Part of what makes Eigen magical is that by producing the expression templates, the compiler writes code that just makes one pass over the inputs, when you write some C++ like theta.array().log().sum();. If stanc3 (or stanc4) could generate Eigen expression templates instead of concrete Eigen vectors and matrices, that could speed things up in some cases.
I’ve been working on that a bit but it requires some changes in the stan and math repos so that rvalue and a bunch of math functions can take in general eigen expressions
We could do that, but the problem is then we can’t define custom autodiff. We should be able to fix our vectorization of scalar functions like log and Phi to only use one virtual function call using the adjoint-Jacobian-apply pattern.

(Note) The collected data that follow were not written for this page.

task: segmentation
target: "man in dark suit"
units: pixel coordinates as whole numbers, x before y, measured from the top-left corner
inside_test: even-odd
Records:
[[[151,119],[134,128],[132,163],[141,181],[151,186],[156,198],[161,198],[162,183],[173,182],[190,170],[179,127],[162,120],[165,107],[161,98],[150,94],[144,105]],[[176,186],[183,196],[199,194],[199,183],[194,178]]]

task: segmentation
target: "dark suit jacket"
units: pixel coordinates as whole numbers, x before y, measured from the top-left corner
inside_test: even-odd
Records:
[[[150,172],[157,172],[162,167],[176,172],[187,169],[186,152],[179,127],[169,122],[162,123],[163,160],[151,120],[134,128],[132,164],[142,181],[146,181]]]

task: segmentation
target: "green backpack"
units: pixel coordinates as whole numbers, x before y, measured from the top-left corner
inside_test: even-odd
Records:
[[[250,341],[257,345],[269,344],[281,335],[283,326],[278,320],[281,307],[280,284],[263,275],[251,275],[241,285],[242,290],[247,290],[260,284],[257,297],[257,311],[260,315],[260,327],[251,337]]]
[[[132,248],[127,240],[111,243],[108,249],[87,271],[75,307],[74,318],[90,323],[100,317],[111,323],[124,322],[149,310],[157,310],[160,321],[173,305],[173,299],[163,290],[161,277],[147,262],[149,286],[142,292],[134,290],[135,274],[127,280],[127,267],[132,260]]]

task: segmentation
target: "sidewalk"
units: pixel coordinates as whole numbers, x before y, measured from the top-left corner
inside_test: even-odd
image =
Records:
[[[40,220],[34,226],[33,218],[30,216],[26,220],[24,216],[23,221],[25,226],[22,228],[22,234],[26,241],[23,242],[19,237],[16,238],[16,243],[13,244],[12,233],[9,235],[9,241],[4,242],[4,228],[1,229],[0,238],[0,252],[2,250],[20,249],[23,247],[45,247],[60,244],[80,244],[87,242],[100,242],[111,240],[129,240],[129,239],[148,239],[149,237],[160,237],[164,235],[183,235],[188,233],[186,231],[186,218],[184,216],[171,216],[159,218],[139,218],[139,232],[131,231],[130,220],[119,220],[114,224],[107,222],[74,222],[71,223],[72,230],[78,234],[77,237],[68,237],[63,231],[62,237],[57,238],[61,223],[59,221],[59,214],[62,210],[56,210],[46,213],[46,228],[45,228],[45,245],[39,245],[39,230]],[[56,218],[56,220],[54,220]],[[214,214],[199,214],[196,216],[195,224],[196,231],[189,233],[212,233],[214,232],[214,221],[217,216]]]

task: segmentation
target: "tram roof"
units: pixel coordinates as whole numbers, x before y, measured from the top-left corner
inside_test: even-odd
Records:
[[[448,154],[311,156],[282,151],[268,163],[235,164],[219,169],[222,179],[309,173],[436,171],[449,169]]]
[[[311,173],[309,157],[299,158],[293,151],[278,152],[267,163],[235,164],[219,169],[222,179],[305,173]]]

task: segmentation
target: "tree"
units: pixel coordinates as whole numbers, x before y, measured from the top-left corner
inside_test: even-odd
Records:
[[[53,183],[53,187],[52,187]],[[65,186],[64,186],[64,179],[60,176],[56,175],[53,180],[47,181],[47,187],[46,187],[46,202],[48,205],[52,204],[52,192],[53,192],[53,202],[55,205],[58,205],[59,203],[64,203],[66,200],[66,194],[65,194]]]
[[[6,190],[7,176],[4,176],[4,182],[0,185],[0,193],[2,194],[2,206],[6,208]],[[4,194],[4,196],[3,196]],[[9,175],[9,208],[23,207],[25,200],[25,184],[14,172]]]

What we might be able to do is have something like Phi(theta[k]) produce its own expression template. That’d be a huge change, but it’d solve both problems.
To answer Rok’s original question, I think it could do some auto vectorization and I have some code that does that (well, a very basic rules-based version that works in some cases) because it was really important for the TFP backend. I think it’s here: https://github.com/stan-dev/stanc3/compare/irt2pl#diff-b49246fd9939f572c3f408f101d79740. It’s not at all done or necessarily even worth using but it might give you some ideas.

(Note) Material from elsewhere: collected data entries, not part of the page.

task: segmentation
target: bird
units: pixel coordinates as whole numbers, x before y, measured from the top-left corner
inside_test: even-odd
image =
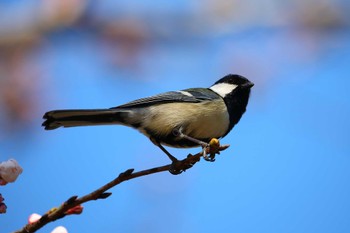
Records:
[[[169,91],[107,109],[68,109],[46,112],[45,130],[60,127],[124,125],[137,129],[158,146],[191,148],[225,137],[246,111],[247,78],[228,74],[209,88]],[[182,136],[180,137],[179,134]]]

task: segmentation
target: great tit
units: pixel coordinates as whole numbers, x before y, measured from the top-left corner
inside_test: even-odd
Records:
[[[222,138],[246,111],[250,88],[229,74],[210,88],[190,88],[146,97],[109,109],[54,110],[45,113],[46,130],[89,125],[125,125],[139,130],[174,160],[162,145],[189,148]],[[179,137],[178,133],[187,135]],[[195,139],[195,140],[189,140]]]

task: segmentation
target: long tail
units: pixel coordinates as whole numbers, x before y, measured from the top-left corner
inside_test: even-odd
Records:
[[[46,130],[59,127],[123,124],[127,112],[118,109],[55,110],[45,113]]]

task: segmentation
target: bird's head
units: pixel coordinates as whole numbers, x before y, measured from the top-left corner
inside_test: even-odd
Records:
[[[252,86],[254,84],[245,77],[229,74],[210,87],[212,91],[220,95],[225,101],[230,116],[230,125],[227,133],[238,123],[246,111]]]
[[[237,74],[228,74],[214,83],[210,89],[216,92],[222,98],[232,96],[236,92],[247,95],[247,97],[249,97],[250,88],[253,86],[254,83],[250,82],[243,76]]]

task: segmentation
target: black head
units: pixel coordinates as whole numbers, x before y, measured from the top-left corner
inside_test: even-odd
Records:
[[[237,74],[229,74],[214,83],[210,89],[222,98],[230,97],[237,92],[247,93],[249,97],[250,88],[252,86],[254,86],[254,84],[247,78]]]
[[[220,83],[233,84],[233,85],[247,87],[247,88],[251,88],[252,86],[254,86],[254,83],[250,82],[247,78],[238,74],[228,74],[225,77],[218,80],[216,83],[214,83],[213,86]]]
[[[212,91],[220,95],[225,101],[230,115],[230,126],[227,133],[238,123],[246,111],[250,88],[253,86],[254,84],[247,78],[237,74],[229,74],[210,87]]]

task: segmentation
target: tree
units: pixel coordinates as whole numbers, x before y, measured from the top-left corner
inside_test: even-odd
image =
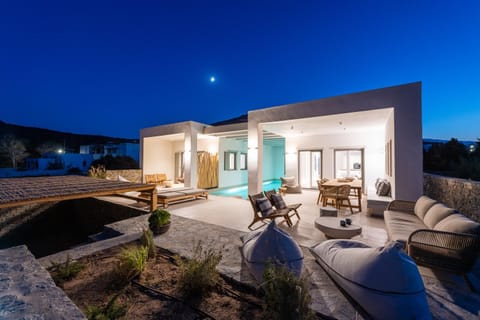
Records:
[[[17,168],[17,163],[28,156],[26,150],[24,143],[12,134],[3,135],[0,139],[0,153],[10,158],[13,168]]]
[[[44,155],[45,153],[49,152],[57,152],[59,149],[63,149],[62,145],[55,141],[46,141],[39,145],[36,150],[40,155]]]

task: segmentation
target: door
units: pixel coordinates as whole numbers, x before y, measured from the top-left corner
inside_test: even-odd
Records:
[[[335,178],[363,179],[363,149],[335,150]]]
[[[301,150],[298,153],[298,180],[302,188],[317,188],[322,178],[322,151]]]

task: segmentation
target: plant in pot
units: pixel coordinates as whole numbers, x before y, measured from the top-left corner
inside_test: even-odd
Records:
[[[165,209],[155,209],[148,218],[148,226],[154,234],[162,234],[170,228],[170,212]]]

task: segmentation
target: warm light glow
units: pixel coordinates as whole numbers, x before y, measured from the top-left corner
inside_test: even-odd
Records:
[[[58,152],[58,153],[63,153],[63,150],[62,150],[62,149],[58,149],[57,152]]]
[[[213,82],[215,82],[215,80],[216,80],[215,77],[210,77],[210,82],[213,83]]]

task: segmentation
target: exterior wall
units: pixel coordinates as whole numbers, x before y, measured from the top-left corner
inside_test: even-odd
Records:
[[[248,113],[248,145],[252,148],[252,156],[255,155],[254,151],[257,155],[253,159],[250,158],[249,150],[248,192],[257,193],[261,190],[259,177],[263,176],[262,169],[255,166],[255,163],[250,166],[250,161],[259,162],[262,159],[262,146],[258,141],[261,136],[259,126],[262,123],[393,108],[395,139],[393,181],[396,187],[392,197],[405,200],[417,199],[423,193],[421,103],[421,83],[417,82],[250,111]]]
[[[385,131],[359,132],[355,134],[318,135],[287,138],[286,175],[298,177],[298,150],[322,150],[323,178],[333,179],[334,150],[342,148],[364,149],[365,188],[375,184],[385,171]]]
[[[237,169],[225,170],[225,151],[237,152]],[[248,182],[248,170],[239,170],[239,153],[247,153],[247,142],[234,139],[219,139],[218,145],[218,187],[231,187],[246,184]]]
[[[480,222],[480,182],[424,174],[423,188],[432,199]]]
[[[263,181],[279,179],[285,172],[285,147],[263,145]]]
[[[143,174],[165,173],[173,179],[175,170],[173,142],[161,138],[145,138],[143,148]]]

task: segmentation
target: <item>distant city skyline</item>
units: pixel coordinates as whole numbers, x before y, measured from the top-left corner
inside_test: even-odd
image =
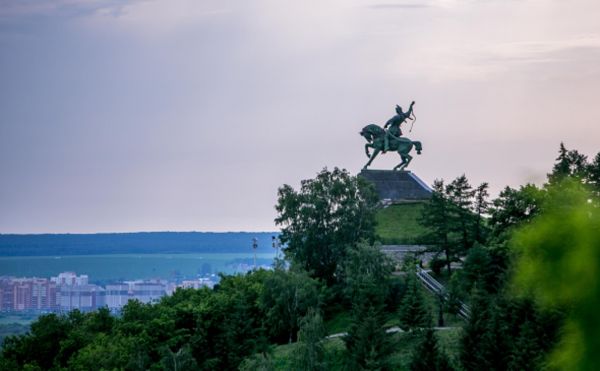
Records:
[[[415,100],[409,170],[541,184],[600,151],[600,2],[0,4],[0,233],[273,231]],[[391,168],[395,154],[373,168]]]
[[[248,269],[250,270],[250,269]],[[90,311],[107,307],[118,311],[130,300],[152,303],[178,288],[212,288],[219,276],[206,275],[174,282],[167,279],[114,280],[97,285],[86,274],[66,271],[57,276],[13,277],[0,275],[0,313]]]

Re: the expression template issues - I think @stevebronder is right and on it! If just did that stuff we’re always talking about, generalizing the Math library function signatures to take EigenBase (or whatever the correct class was) and having them also return expression templates (and call .eval() as needed, possibly with compiler support) I think that would let automatic vectorization be more of a pure win.
Andrew asked me yesterday to write up a short paper about what major engineering challenges I personally think we need to solve in the future of Stan. I haven’t started yet but I think the most important item on there will be Stan-Math-in-Stan, which would let stanc3 output inlined Math code with Eigen template expressions.

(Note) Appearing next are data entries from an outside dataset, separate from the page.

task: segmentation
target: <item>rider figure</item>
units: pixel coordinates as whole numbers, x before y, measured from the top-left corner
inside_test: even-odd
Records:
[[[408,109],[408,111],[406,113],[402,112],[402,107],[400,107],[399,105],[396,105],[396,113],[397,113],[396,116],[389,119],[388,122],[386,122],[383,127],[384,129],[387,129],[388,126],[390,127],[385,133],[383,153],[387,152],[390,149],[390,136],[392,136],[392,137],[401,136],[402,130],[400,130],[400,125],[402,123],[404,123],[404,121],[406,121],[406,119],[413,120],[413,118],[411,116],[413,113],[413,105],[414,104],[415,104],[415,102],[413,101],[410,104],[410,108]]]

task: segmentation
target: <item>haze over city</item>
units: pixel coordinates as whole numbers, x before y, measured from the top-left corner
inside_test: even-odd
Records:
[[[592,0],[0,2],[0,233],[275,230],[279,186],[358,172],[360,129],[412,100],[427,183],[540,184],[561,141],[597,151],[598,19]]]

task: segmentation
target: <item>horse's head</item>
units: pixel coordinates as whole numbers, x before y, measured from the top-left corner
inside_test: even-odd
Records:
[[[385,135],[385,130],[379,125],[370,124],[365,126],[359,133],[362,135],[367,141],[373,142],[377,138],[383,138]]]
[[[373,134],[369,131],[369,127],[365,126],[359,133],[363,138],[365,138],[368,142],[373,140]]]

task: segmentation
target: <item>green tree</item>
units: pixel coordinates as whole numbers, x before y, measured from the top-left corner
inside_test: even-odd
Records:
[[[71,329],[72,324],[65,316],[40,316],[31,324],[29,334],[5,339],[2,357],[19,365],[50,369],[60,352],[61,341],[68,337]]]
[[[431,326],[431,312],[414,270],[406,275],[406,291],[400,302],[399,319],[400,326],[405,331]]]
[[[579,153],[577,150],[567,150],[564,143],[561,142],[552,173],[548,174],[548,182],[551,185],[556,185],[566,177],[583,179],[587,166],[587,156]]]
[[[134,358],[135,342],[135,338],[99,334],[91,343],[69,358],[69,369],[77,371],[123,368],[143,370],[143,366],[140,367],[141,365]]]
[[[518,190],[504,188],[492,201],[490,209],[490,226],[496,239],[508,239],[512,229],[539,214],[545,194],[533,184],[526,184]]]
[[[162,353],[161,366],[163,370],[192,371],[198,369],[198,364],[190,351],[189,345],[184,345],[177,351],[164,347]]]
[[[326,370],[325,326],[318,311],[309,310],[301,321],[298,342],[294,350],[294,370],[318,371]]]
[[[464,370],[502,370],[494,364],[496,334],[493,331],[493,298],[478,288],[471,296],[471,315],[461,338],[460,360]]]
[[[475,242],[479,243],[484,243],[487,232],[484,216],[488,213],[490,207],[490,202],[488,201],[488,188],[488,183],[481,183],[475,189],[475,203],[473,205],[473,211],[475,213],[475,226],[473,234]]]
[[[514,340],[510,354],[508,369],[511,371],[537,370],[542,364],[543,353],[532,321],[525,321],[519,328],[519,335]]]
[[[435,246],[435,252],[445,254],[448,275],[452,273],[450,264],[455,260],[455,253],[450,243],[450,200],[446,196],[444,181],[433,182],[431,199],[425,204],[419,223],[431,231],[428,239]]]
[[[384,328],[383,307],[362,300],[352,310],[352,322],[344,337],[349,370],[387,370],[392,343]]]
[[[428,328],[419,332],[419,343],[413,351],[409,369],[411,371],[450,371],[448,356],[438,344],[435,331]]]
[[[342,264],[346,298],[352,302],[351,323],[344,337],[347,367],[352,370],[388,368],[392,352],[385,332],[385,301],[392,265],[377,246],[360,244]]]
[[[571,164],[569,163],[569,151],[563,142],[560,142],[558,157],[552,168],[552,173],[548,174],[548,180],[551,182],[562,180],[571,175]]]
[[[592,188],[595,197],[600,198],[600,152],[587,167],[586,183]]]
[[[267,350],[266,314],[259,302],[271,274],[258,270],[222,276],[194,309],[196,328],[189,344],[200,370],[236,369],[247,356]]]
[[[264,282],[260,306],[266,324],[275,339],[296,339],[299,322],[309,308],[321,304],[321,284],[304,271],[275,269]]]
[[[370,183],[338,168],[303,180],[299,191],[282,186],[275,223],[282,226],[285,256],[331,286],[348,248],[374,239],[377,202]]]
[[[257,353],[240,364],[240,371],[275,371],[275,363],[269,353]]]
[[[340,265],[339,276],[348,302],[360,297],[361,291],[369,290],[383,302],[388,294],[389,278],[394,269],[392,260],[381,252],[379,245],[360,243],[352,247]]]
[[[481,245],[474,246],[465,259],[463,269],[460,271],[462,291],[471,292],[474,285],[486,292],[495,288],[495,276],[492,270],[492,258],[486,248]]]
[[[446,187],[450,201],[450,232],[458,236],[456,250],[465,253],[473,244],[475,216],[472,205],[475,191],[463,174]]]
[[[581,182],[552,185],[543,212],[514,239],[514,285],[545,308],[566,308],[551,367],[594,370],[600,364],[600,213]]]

Yes!! I’ve thought about this before but didn’t know if it was coo-coo rambling on my part. Using the math library as templates for operations would be great. The only terrible part of this idea is working through C++ template deduction to figure out which function should be called
I think @seantalts is suggesting code generating the math functions in the model and getting rid of the C++ implementations. I’m curious how this’ll work with our reverse-mode specializations. I don’t think it’ll be efficient enough to just template everything at the prim level.